The legacy of the late Peter Tosh — known for an iconic reggae style which melded visceral reggae with unrelenting activism — has been grandly commemorated with the opening today (Nov. 1) of the Peter Tosh Museum in his home city of Kingston, Jamaica.
The museum hosted a soft launch on Oct. 19, Tosh’s birthday, with media and invited guests given the chance to view the museum’s exhibitions, photos and artifacts from the revolutionary musician’s life. Those include his M-16 rifle shaped guitar — a gift Tosh received in 1983 from a teenaged fan while on tour in California — and his Grammy award for Best Reggae Album, awarded posthumously in 1988 for No Nuclear War.
The museum is a partnership between Pulse Investments and Andrea Marlene Brown (Tosh’s common law wife at the time of his Sep. 11, 1987 murder) and the Peter Tosh Estate, now administered by Tosh’s daughter Niambe McIntosh and managed by music industry veteran Brian Laturre. Located in the capital city’s New Kingston business district, the museum was designed by Chicago’s Art On the Loose, with Jamaica’s Dr. Donna McFarlane as consulting curator.

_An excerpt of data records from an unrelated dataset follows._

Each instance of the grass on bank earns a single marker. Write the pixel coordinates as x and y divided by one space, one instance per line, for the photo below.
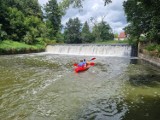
12 47
113 42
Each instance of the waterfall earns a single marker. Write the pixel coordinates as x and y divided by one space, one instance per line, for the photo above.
91 50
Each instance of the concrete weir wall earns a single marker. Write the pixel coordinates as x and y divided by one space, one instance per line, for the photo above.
152 60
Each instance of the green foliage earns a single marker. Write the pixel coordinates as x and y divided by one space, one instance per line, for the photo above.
72 32
53 15
11 47
151 47
17 27
102 32
144 18
76 3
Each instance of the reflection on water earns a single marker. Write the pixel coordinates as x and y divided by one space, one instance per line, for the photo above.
45 87
105 109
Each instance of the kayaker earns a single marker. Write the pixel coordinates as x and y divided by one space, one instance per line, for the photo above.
84 62
81 64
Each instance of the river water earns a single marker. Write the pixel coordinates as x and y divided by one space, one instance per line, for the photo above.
45 87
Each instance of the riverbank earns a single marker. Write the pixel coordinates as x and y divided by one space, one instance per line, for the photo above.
150 59
149 53
11 47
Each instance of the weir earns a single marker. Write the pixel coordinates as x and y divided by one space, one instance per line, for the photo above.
117 50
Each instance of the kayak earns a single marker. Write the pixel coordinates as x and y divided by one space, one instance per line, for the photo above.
81 69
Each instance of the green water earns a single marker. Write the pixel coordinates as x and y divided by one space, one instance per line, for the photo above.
45 87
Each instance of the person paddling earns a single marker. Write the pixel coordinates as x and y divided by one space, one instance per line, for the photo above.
81 64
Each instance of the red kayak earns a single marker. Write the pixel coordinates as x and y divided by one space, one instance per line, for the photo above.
81 69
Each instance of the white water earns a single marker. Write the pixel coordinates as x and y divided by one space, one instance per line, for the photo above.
91 50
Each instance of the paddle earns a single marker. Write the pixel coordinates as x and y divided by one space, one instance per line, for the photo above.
75 64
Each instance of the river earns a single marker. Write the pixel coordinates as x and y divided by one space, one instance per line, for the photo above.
45 87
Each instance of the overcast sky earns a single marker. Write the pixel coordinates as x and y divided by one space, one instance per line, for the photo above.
113 13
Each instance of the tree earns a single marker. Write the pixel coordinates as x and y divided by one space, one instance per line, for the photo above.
72 32
86 34
53 16
76 3
144 18
102 31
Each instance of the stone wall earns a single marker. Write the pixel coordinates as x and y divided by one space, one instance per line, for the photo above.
150 59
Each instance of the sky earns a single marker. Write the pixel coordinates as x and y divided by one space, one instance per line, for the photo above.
112 13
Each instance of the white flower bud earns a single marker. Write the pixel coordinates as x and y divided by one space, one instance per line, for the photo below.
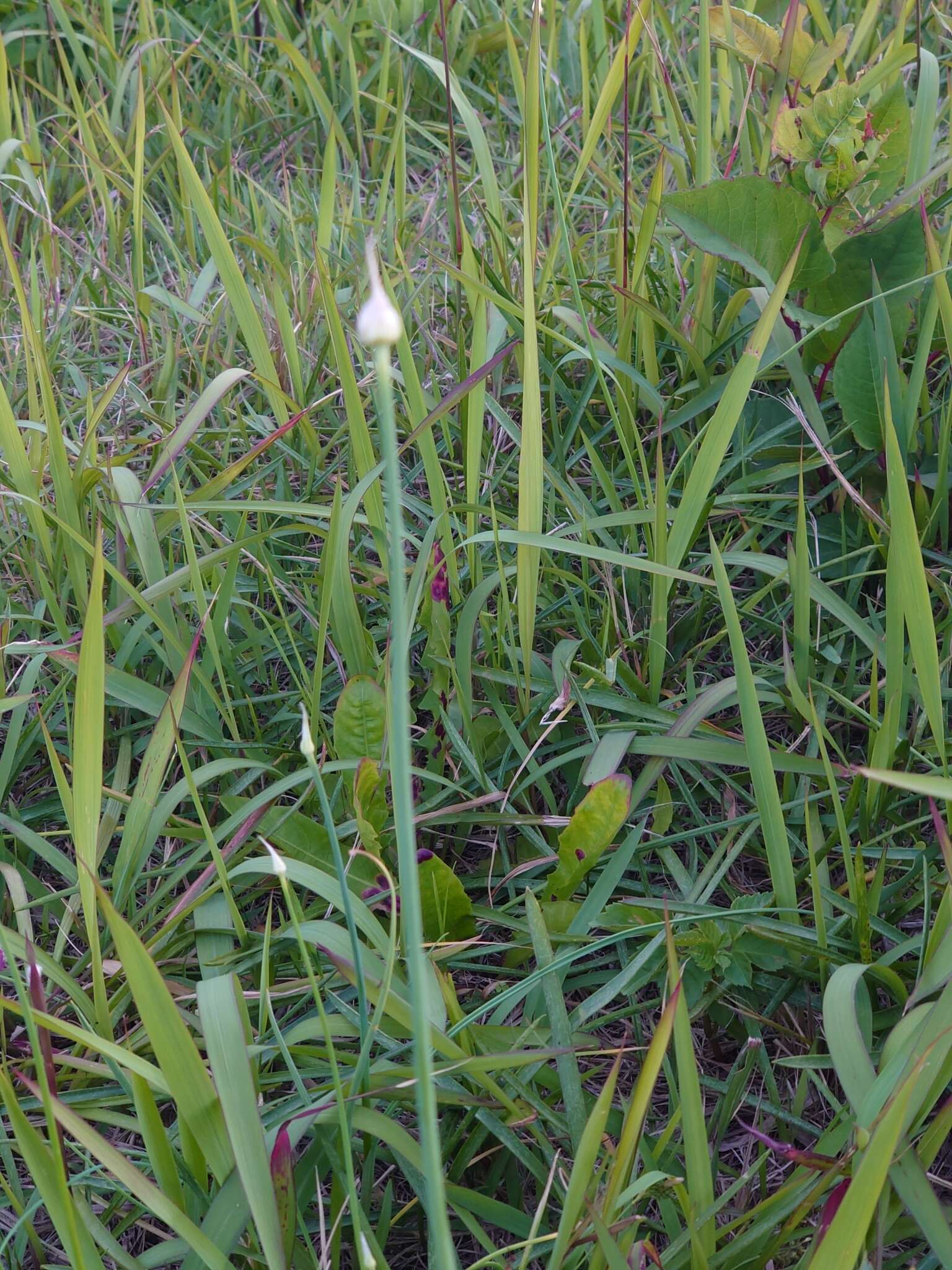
281 869
307 747
379 322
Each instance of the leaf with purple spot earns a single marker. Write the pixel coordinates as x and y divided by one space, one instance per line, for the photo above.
589 833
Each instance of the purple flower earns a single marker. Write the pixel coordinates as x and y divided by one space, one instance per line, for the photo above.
439 587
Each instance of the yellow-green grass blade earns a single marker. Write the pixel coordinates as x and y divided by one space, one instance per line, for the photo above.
843 1241
229 271
149 783
174 1049
41 1165
138 1184
720 431
361 442
584 1170
909 577
697 1152
225 1039
88 773
530 499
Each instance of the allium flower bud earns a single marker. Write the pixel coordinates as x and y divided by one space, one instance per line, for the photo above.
379 322
307 747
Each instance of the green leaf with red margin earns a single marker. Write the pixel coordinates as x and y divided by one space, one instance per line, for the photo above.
591 831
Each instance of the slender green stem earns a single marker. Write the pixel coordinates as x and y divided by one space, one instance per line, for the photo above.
400 778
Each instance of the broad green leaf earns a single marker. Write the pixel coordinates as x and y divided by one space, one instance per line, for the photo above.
857 381
369 803
753 38
720 431
589 833
756 223
897 255
845 1236
446 908
359 719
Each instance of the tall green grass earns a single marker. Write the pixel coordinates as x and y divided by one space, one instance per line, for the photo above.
602 913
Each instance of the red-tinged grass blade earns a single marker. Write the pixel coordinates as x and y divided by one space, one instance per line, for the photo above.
697 1155
845 1236
909 577
531 461
174 1049
460 391
282 1166
88 771
832 1207
637 1113
149 784
808 1158
584 1169
769 799
226 1043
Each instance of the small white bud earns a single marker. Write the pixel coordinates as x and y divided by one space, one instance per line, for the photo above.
379 322
281 869
307 747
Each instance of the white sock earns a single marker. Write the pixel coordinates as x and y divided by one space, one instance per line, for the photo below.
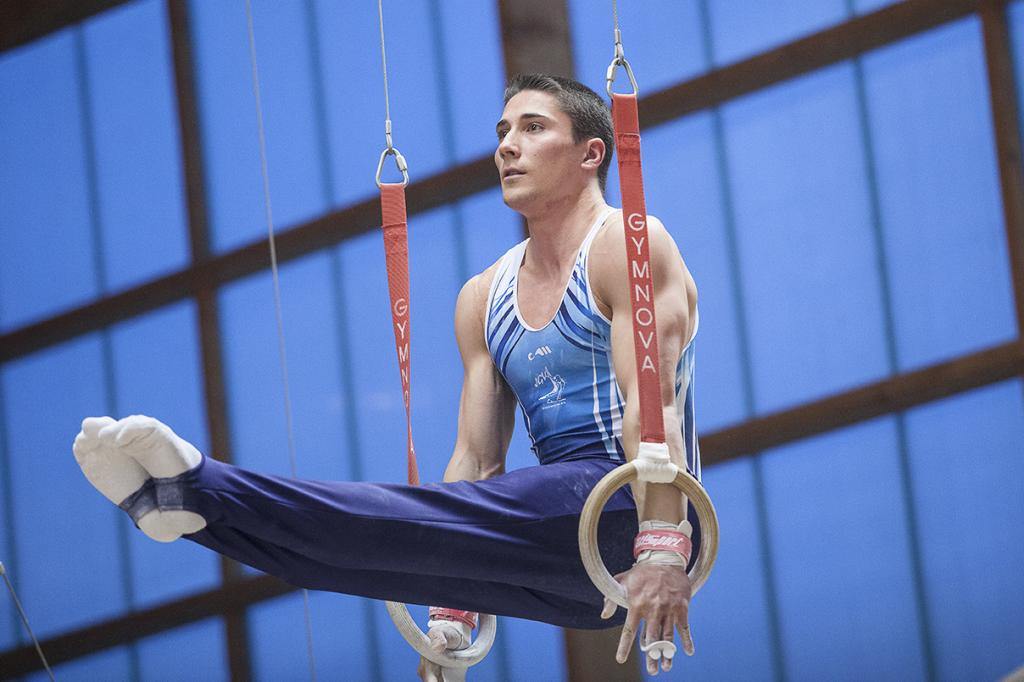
114 473
159 452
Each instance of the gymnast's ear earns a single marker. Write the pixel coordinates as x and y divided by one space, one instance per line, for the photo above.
595 152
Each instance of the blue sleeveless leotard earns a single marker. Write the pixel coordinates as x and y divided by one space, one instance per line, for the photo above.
562 374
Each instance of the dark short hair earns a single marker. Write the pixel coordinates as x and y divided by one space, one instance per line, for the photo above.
587 111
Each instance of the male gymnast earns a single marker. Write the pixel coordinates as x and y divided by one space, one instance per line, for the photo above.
548 327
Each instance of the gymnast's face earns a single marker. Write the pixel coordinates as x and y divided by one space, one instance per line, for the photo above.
538 161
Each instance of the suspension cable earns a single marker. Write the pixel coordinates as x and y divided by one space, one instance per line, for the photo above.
620 57
390 148
25 620
268 211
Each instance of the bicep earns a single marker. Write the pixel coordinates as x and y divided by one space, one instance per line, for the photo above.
486 408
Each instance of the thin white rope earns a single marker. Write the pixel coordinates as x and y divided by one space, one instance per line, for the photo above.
25 620
387 102
276 298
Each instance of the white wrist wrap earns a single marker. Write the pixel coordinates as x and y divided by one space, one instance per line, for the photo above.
653 464
462 631
665 557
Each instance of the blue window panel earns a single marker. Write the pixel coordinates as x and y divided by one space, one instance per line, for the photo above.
227 112
842 560
663 41
491 229
688 199
138 158
252 367
1015 14
436 376
729 616
741 29
192 652
57 514
109 665
807 254
157 372
475 74
867 6
10 626
939 192
968 477
278 636
535 650
350 58
353 88
48 259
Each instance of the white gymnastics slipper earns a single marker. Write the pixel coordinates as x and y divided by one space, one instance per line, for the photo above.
115 474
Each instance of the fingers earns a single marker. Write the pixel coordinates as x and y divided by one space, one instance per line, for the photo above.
438 642
629 632
684 634
656 643
429 672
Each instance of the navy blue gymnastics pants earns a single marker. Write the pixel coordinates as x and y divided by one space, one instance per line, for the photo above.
504 546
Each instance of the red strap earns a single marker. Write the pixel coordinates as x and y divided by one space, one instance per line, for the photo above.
666 541
469 617
627 121
396 254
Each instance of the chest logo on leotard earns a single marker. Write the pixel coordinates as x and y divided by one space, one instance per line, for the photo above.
553 397
540 352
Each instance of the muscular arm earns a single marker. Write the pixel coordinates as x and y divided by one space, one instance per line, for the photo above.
658 595
486 409
486 416
675 298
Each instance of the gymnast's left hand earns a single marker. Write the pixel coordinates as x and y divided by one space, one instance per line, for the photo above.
658 595
442 636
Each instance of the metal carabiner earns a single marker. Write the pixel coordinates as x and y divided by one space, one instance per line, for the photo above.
620 59
399 162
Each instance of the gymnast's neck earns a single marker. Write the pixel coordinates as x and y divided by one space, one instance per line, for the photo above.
558 227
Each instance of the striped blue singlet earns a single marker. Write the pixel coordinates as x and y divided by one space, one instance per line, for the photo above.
562 374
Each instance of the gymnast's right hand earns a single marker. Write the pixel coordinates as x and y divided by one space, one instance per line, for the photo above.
442 635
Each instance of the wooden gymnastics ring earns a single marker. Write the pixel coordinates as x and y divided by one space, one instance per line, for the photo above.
457 661
599 497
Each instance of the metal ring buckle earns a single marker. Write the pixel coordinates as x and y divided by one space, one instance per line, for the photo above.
610 76
399 162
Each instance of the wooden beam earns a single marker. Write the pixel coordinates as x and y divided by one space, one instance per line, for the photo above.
883 397
894 394
824 48
536 37
590 656
1003 95
821 49
236 625
327 230
25 20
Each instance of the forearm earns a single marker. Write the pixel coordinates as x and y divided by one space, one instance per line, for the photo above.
465 466
656 501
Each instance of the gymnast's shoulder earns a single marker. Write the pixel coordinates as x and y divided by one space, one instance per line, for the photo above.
472 302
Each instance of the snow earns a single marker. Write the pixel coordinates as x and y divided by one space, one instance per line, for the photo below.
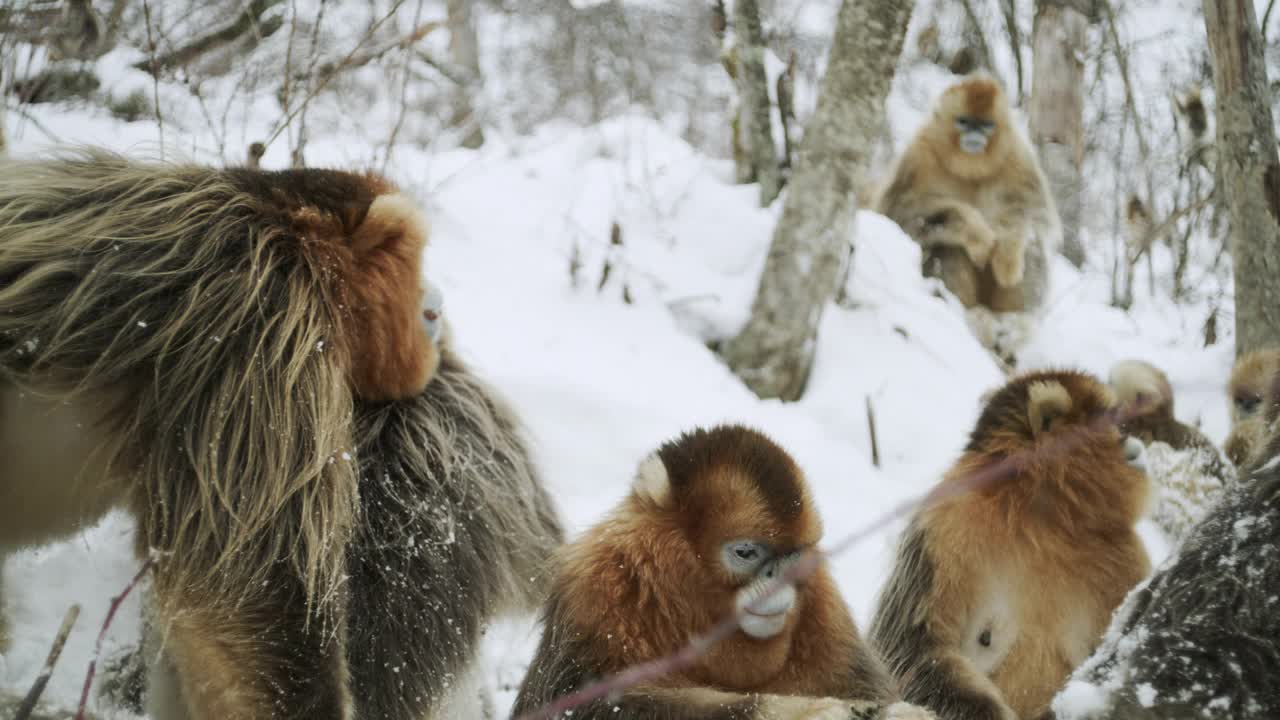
600 382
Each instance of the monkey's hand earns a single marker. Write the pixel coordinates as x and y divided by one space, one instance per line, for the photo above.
1008 260
906 711
795 707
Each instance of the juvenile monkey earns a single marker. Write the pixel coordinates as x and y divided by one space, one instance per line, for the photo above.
969 190
1202 637
1249 384
1185 466
711 519
999 592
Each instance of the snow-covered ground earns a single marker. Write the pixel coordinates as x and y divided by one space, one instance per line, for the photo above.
600 382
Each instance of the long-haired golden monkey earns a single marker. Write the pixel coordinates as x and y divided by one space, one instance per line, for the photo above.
999 592
711 519
1252 379
969 190
1187 469
188 343
455 529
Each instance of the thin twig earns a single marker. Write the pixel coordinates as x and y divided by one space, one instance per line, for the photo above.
37 688
101 634
871 428
1130 99
403 108
328 72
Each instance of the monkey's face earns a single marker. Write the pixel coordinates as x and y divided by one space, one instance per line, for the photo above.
1252 381
766 602
743 510
973 133
970 112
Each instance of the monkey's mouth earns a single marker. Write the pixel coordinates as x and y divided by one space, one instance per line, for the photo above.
763 627
763 618
973 142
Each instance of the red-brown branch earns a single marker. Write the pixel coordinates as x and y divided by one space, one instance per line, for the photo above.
698 647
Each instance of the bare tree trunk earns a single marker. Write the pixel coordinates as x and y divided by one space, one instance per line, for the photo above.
465 54
1009 9
1249 167
773 354
1057 108
753 91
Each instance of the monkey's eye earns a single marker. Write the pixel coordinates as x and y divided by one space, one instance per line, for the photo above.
744 556
967 123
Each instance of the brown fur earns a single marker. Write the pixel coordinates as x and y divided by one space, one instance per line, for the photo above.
1252 377
648 578
1146 402
193 336
997 593
984 220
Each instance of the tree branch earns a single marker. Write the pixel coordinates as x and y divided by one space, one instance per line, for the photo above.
246 21
37 688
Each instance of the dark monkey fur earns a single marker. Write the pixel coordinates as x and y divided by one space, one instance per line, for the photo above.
1202 637
192 343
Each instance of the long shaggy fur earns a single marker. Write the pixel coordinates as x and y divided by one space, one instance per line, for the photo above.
456 528
200 336
123 276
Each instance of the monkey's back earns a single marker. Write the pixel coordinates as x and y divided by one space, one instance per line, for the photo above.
456 528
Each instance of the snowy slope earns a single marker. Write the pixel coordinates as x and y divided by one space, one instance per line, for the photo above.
600 382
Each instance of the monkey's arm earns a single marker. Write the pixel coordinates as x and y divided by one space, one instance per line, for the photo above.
915 630
1024 214
933 218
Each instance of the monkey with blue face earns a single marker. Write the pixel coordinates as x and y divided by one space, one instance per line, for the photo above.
969 191
713 519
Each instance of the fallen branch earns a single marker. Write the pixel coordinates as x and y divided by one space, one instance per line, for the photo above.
101 634
28 703
246 21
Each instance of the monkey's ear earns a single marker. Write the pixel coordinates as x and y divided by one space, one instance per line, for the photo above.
1046 401
393 222
652 483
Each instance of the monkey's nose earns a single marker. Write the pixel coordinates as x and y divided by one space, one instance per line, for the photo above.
1133 451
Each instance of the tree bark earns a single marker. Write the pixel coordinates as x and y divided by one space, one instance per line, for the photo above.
753 91
773 352
1057 109
1202 637
465 54
1249 169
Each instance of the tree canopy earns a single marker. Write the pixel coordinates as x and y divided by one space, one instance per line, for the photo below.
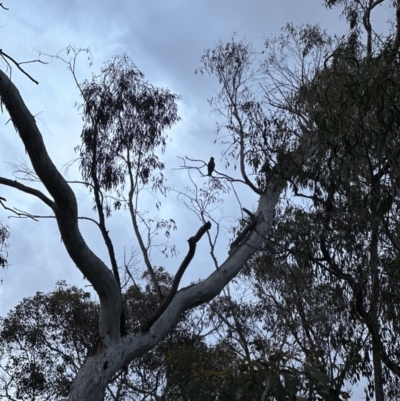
311 126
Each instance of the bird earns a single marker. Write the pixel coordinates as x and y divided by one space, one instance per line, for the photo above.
164 291
211 166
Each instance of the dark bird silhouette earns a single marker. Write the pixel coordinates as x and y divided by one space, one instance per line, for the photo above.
211 166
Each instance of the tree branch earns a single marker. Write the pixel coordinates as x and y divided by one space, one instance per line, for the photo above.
66 211
28 190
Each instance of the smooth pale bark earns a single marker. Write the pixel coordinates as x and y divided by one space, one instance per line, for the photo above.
114 352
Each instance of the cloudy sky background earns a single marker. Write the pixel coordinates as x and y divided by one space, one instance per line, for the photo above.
165 39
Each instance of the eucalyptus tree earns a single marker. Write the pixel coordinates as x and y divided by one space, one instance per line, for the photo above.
315 120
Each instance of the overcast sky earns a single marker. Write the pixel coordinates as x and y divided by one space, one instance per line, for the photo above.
165 39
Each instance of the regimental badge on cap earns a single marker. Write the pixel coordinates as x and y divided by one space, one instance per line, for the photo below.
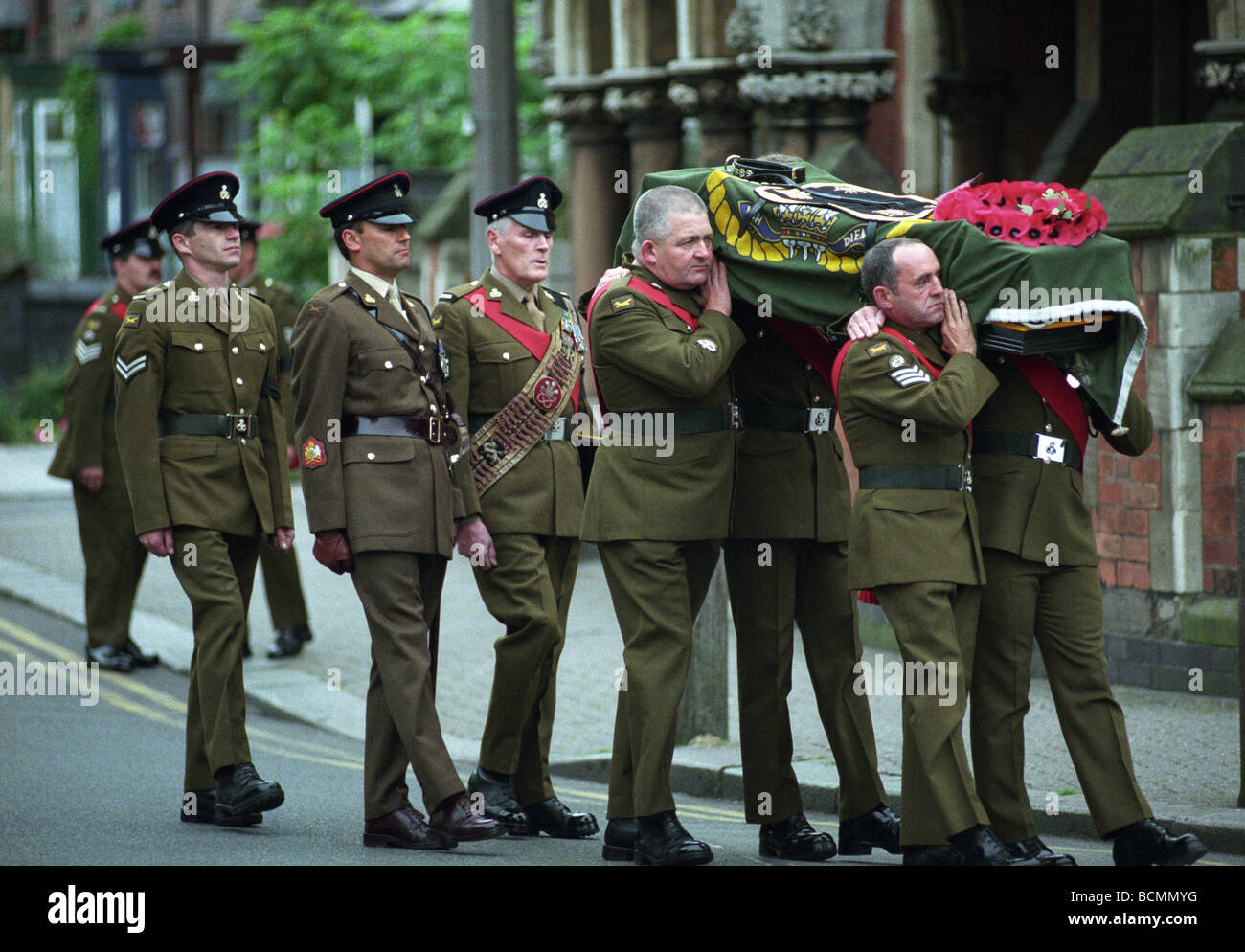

The museum is a partnership between Pulse Investments and Andrea Marlene Brown (Tosh’s common law wife at the time of his Sep. 11, 1987 murder) and the Peter Tosh Estate, now administered by Tosh’s daughter Niambe McIntosh and managed by music industry veteran Brian Laturre. Located in the capital city’s New Kingston business district, the museum was designed by Chicago’s Art On the Loose, with Jamaica’s Dr. Donna McFarlane as consulting curator.
Several days of Peter Tosh-related activities surrounded the Oct. 19 debut, capped by a commemorative concert on October 22 with marquee Jamaican acts including millennial sing-jay Chronixx, vocalist Luciano, and Tosh’ s son Andrew performing Tosh’s songs backed by original members of Word, Sound and Power. “My father’s name resonates with different people all over the world, lawyers, doctors, Rastas,” Niambe observes, “so whatever the estate does has to reflect his vision, and we have barely scratched the surface for the potential of his brand.”
A founding member of The Wailers (alongside Bunny Wailer and the late Bob Marley), Tosh was the first artist signed to Rolling Stones Records, unanimously chosen by Mick Jagger, Keith Richards and Ron Wood. Tosh’s 1978 debut for the label, Bush Doctor, featured “Don’t Look Back,” a duet with Jagger, which they performed on Saturday Night Live; in the show’s second performance segment Tosh sang “Bush Doctor,” its opening words “legalize marijuana” said to be the first ganja championing lyrics broadcast on US television.
Around that time, “Peter had just completed the Mama Africa world tour, he had the hit ‘Johnny Be Good’ and was the reggae’s world ambassador, nobody was bigger,” Pulse Investments chairman Kingsley Cooper tells Billboard. “About 15 years ago, Marlene Brown asked me to preserve some of Peter’s belongings; some items had been stolen and there was danger of more disappearing, so the museum idea came from that… but it couldn’t have happened without the Peter Tosh Estate.” Cooper continued: “Tosh had ten children, so there were many negotiations among family members over time, but we signed an agreement in January 2016 and moved forward from there.”
“We will be working with the Jamaican government and marketing through various travel and music channels to make the museum part of the country’s tourism destinations. We also want to create partnerships with schools so children can learn that Peter Tosh was a powerful advocate for disadvantaged people everywhere,” Niambe McIntosh, Peter’s youngest child, tells Billboard. A Boston-based educator, Niambe is now transitioning into a full-time role as the Tosh Estate administrator and global brand ambassador, overseeing numerous endeavors including the structuring of the non-profit Peter Tosh foundation, various merchandise and licensing deals and a forthcoming feature film about her father, produced by Cowboy Films and directed by Kevin Macdonald, director of the 2012 Marley biopic.
“Peter Tosh was the original ambassador for the current legalization movement,” says Tosh Estate manager Brian Laturre, also Chief Executive Manager of Peter Tosh 420, a joint (naturally) venture between the Tosh Estate and Steven Trenk, CEO of Lizada Capital established to facilitate the movement of legal cannabis. The Peter Tosh 420 brand will include multiple organically grown marijuana strains, cannabis products and ancillary merchandise.
“We are seeking a foundational line of Jamaica ganja strains because we don’t want the Jamaican farmer undermined by the capitalization of a natural, agricultural product but what that will look like from the standpoint of import/export depends on future legislation,” Laturre states.